[Pitch] Primary Associated Types in the Standard Library

Hi all,

While SE-0346 is converging on a nice design, I think it's time to start discussing what associated types should be marked primary throughout the Standard Library.

To get things started, I've prepared a draft proposal (direct Markdown link, evolution PR) and an initial implementation that adds primary associated type declarations to 20 existing stdlib protocols.

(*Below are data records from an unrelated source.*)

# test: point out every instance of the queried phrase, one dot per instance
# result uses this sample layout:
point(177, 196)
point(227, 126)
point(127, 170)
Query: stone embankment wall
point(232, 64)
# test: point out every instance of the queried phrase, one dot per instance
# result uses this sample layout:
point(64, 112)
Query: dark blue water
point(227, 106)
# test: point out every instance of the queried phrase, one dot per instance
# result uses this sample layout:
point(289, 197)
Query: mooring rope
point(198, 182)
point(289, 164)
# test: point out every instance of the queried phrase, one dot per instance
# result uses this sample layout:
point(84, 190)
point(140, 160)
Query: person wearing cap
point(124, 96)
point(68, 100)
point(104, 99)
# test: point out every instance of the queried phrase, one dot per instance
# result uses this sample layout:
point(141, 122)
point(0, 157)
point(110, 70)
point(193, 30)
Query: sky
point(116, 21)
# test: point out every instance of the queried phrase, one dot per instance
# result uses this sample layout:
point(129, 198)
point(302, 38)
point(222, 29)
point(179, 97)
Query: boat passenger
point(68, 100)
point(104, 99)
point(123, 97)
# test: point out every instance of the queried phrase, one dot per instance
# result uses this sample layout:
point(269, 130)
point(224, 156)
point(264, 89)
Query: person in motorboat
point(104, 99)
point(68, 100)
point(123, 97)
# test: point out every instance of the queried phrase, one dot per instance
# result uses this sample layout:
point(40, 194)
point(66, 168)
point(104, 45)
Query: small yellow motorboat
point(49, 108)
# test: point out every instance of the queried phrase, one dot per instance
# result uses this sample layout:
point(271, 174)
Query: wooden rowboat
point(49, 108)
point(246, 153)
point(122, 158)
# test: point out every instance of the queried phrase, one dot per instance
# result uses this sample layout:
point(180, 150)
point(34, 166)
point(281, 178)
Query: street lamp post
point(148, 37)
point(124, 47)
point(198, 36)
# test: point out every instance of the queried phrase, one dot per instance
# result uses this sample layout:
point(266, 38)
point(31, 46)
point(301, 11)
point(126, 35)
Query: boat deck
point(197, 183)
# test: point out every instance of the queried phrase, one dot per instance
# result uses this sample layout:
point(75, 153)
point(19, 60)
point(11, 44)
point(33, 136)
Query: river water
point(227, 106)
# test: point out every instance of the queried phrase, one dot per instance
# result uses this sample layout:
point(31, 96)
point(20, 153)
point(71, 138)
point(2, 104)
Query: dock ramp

The key part is this table; it lists all public protocols in the Standard Library that have associated type requirements, along with their proposed primary associated type (if any), as well as a list of other associated types.

Protocol Primary Others
Identifiable ID --
Sequence Element Iterator
IteratorProtocol Element --
Collection Element Index, Iterator, SubSequence, Indices
MutableCollection Element Index, Iterator, SubSequence, Indices
BidirectionalCollection Element Index, Iterator, SubSequence, Indices
RandomAccessCollection Element Index, Iterator, SubSequence, Indices
RangeReplaceableCollection Element Index, Iterator, SubSequence, Indices
LazySequenceProtocol Elements Element, Iterator
LazyCollectionProtocol Elements Element, Index, Iterator, SubSequence, Indices
SetAlgebra Element ArrayLiteralElement
OptionSet Element ArrayLiteralElement, RawValue
RawRepresentable RawValue --
RangeExpression Bound --
Strideable Stride --
Numeric -- IntegerLiteralType, Magnitude
SignedNumeric -- IntegerLiteralType, Magnitude
BinaryInteger -- IntegerLiteralType, Magnitude, Stride, Words
UnsignedInteger -- IntegerLiteralType, Magnitude, Stride, Words
SignedInteger -- IntegerLiteralType, Magnitude, Stride, Words
FixedWidthInteger -- IntegerLiteralType, Magnitude, Stride, Words
FloatingPoint -- IntegerLiteralType, Magnitude, Stride, Exponent
BinaryFloatingPoint -- IntegerLiteralType, FloatLiteralType, Magnitude, Stride, Exponent, RawSignificand, RawExponent
SIMD Scalar ArrayLiteralElement, MaskStorage
SIMDStorage -- Scalar
SIMDScalar -- SIMDMaskScalar, SIMD2Storage, SIMD4Storage, ..., SIMD64Storage
Clock Instant --
InstantProtocol Duration --
AsyncIteratorProtocol -- (1) Element
AsyncSequence -- (1) AsyncIterator, Element
GlobalActor -- ActorType
KeyedEncodingContainerProtocol -- (4) Key
KeyedDecodingContainerProtocol -- (4) Key
ExpressibleByIntegerLiteral -- IntegerLiteralType
ExpressibleByFloatLiteral -- FloatLiteralType
ExpressibleByBooleanLiteral -- BooleanLiteralType
ExpressibleByUnicodeScalarLiteral -- UnicodeScalarLiteralType
ExpressibleByExtended-
GraphemeClusterLiteral
-- UnicodeScalarLiteralType, ExtendedGraphemeClusterLiteralType
ExpressibleByStringLiteral -- UnicodeScalarLiteralType, ExtendedGraphemeClusterLiteralType, StringLiteralType
ExpressibleByStringInterpolation -- UnicodeScalarLiteralType, ExtendedGraphemeClusterLiteralType, StringLiteralType, StringInterPolation
ExpressibleByArrayLiteral -- ArrayLiteralElement
ExpressibleByDictionaryLiteral -- Key, Value
StringInterpolationProtocol -- StringLiteralType
Unicode.Encoding -- CodeUnit, EncodedScalar, ForwardParser, ReverseParser
UnicodeCodec -- CodeUnit, EncodedScalar, ForwardParser, ReverseParser
Unicode.Parser -- Encoding
StringProtocol -- Element, Index, Iterator, SubSequence, Indices, UnicodeScalarLiteralType, ExtendedGraphemeClusterLiteralType, StringLiteralType, StringInterPolation, UTF8View, UTF16View, UnicodeScalarView
CaseIterable -- AllCases

Notes:

(1) AsyncSequence and AsyncIteratorProtocol logically ought to have Element as their primary associated type. However, we have ongoing evolution discussions about adding a precise error type to these. If those discussions bear fruit, then the new Error associated type would need to also be marked primary. To prevent source compatibility complications, adding primary associated types to these two protocols is deferred to a future proposal.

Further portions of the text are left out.